In some embodiments, chemically attaching the nanobeads to the delivery system can be achieved by coupling the functional groups on the surface of nanobeads and the delivery system. In some embodiments, chemically attaching the nanobeads to the delivery system can be achieved by grafting, e.g., by causing groups on the surface of the nanobeads to bind to the surface of the delivery system. In some embodiments, chemically attaching the nanobeads to the delivery system can be achieved by modification of surface of the nanobeads or the delivery system by attaching silane or siloxane groups to the surface of the nanobeads or the delivery system and then causing the nanobeads to be attached to delivery system via the silane or siloxane groups. The attaching methods are well established in the art (see, e.g., Greg T. Hermanson, “Bioconjugate Techniques”, Academic Press, Elsevier, 1996; J. Biomed.
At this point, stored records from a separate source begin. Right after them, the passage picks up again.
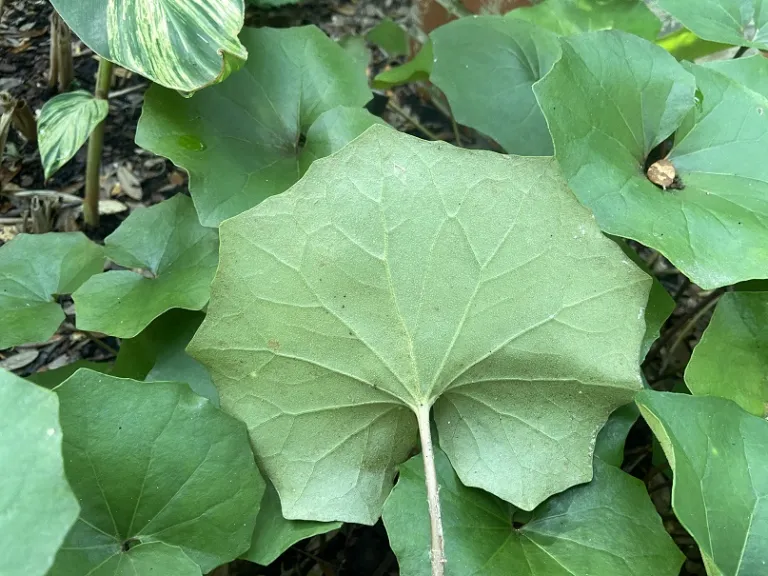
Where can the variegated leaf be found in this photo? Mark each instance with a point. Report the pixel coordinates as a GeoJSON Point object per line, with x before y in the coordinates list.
{"type": "Point", "coordinates": [66, 122]}
{"type": "Point", "coordinates": [181, 44]}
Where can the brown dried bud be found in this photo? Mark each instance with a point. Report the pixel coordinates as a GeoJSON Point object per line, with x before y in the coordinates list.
{"type": "Point", "coordinates": [662, 173]}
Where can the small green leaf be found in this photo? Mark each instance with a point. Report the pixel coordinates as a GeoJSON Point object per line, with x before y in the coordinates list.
{"type": "Point", "coordinates": [731, 360]}
{"type": "Point", "coordinates": [181, 44]}
{"type": "Point", "coordinates": [274, 534]}
{"type": "Point", "coordinates": [34, 268]}
{"type": "Point", "coordinates": [65, 124]}
{"type": "Point", "coordinates": [737, 22]}
{"type": "Point", "coordinates": [37, 507]}
{"type": "Point", "coordinates": [604, 528]}
{"type": "Point", "coordinates": [177, 259]}
{"type": "Point", "coordinates": [720, 491]}
{"type": "Point", "coordinates": [570, 17]}
{"type": "Point", "coordinates": [153, 462]}
{"type": "Point", "coordinates": [751, 72]}
{"type": "Point", "coordinates": [416, 69]}
{"type": "Point", "coordinates": [419, 274]}
{"type": "Point", "coordinates": [244, 140]}
{"type": "Point", "coordinates": [505, 56]}
{"type": "Point", "coordinates": [685, 45]}
{"type": "Point", "coordinates": [390, 37]}
{"type": "Point", "coordinates": [712, 225]}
Mater. Res., 60, 472; Langmuir, 18 (2002) 4090; Appl. Polym. Sci., 22, 643-664; Macromolecules 34, 7236; J. Ame. Chem. Soc. (2003), 125, 1788; J. Biomed. Mater. Res. (2003), 65A, 196; Macromolecules 26, 5698; Advanced Drug Delivery Reviews, 43, (2002)3-12, 457-458; J. Polymer Sci. A, Polymer Chem, 28, 219 (1990); Nature, 378, 472 (1995); Nature 411, 59 (2001); Bioconj Chem. 14, 517 (2003); Trans Amer. Soc. Artif Inst Organs, 18, 10 (1972); U.S. Pat. No. 4,424,311; J, Adhes. Sci. Technol. 7, 1065-1076 (1993); Biomaterials 23 (2002)2043-2056; J. Am. Chem. Soc., vol 115, No. 23m 1993, 10715; J Polymer Sci., Symposium No. 51, 135-153 (1975); Angew. Chem., Int. Ed., 2006, 45, 2-20; Anticancer drugs, 16, 243-254; J. Contr. Res., 61, 137 (1999); Macromol Symposia, 172, 49 (2001); Biomaterials, 24, 4495 (2003); Macromolecules (2001) 34, 8657; Macromol Biosci (2004) 4, 192).
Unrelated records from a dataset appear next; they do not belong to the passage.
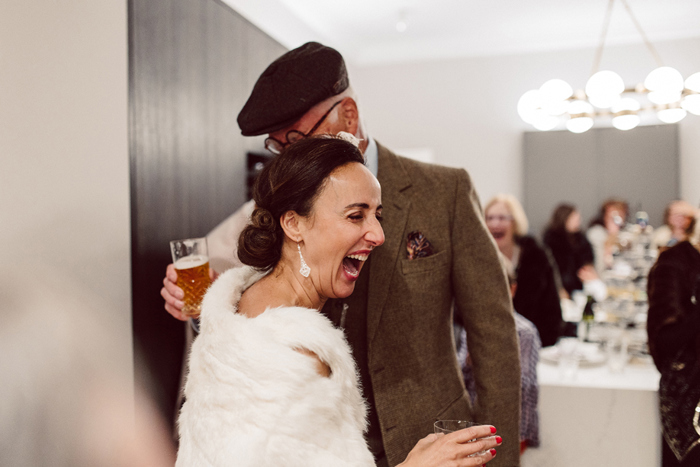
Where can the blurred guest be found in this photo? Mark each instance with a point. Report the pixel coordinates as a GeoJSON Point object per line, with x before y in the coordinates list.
{"type": "Point", "coordinates": [673, 327]}
{"type": "Point", "coordinates": [67, 386]}
{"type": "Point", "coordinates": [530, 345]}
{"type": "Point", "coordinates": [603, 231]}
{"type": "Point", "coordinates": [679, 222]}
{"type": "Point", "coordinates": [537, 297]}
{"type": "Point", "coordinates": [570, 248]}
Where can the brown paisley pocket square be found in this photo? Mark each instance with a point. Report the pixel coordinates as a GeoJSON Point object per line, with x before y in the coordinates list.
{"type": "Point", "coordinates": [417, 246]}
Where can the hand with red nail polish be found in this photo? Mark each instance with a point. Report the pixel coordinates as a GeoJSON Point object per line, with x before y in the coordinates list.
{"type": "Point", "coordinates": [470, 446]}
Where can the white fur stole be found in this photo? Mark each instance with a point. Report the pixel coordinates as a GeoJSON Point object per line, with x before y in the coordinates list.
{"type": "Point", "coordinates": [252, 400]}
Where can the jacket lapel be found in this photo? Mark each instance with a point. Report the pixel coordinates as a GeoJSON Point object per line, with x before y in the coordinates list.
{"type": "Point", "coordinates": [394, 180]}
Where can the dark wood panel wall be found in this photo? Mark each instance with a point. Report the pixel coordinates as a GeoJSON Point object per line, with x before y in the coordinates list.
{"type": "Point", "coordinates": [192, 64]}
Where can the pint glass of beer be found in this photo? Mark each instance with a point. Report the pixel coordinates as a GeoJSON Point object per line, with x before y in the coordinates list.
{"type": "Point", "coordinates": [191, 260]}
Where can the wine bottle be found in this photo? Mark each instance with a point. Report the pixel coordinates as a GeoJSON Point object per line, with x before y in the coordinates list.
{"type": "Point", "coordinates": [588, 317]}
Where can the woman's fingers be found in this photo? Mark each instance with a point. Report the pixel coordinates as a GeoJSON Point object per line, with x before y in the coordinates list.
{"type": "Point", "coordinates": [473, 432]}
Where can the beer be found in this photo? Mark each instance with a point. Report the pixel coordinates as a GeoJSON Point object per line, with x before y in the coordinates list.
{"type": "Point", "coordinates": [193, 279]}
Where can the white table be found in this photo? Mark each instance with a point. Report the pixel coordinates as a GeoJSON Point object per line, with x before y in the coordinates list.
{"type": "Point", "coordinates": [598, 418]}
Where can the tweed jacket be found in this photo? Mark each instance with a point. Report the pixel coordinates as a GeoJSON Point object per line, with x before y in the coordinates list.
{"type": "Point", "coordinates": [411, 354]}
Nanobeads can be readily formed according to methods established in the art. Some examples of forming nanobeads are described in Seshadri and Sivasubramanian, Drug Delivery Technology, 7(3):39-46 (2007). Some other methods are described in the references described above.
Any biocompatible polymers can be included in the nanobeads described above and/or a coating including the nanobeads. The biocompatible polymer can be biodegradable (either bioerodible or bioabsorbable or both) or nondegradable, and can be hydrophilic or hydrophobic.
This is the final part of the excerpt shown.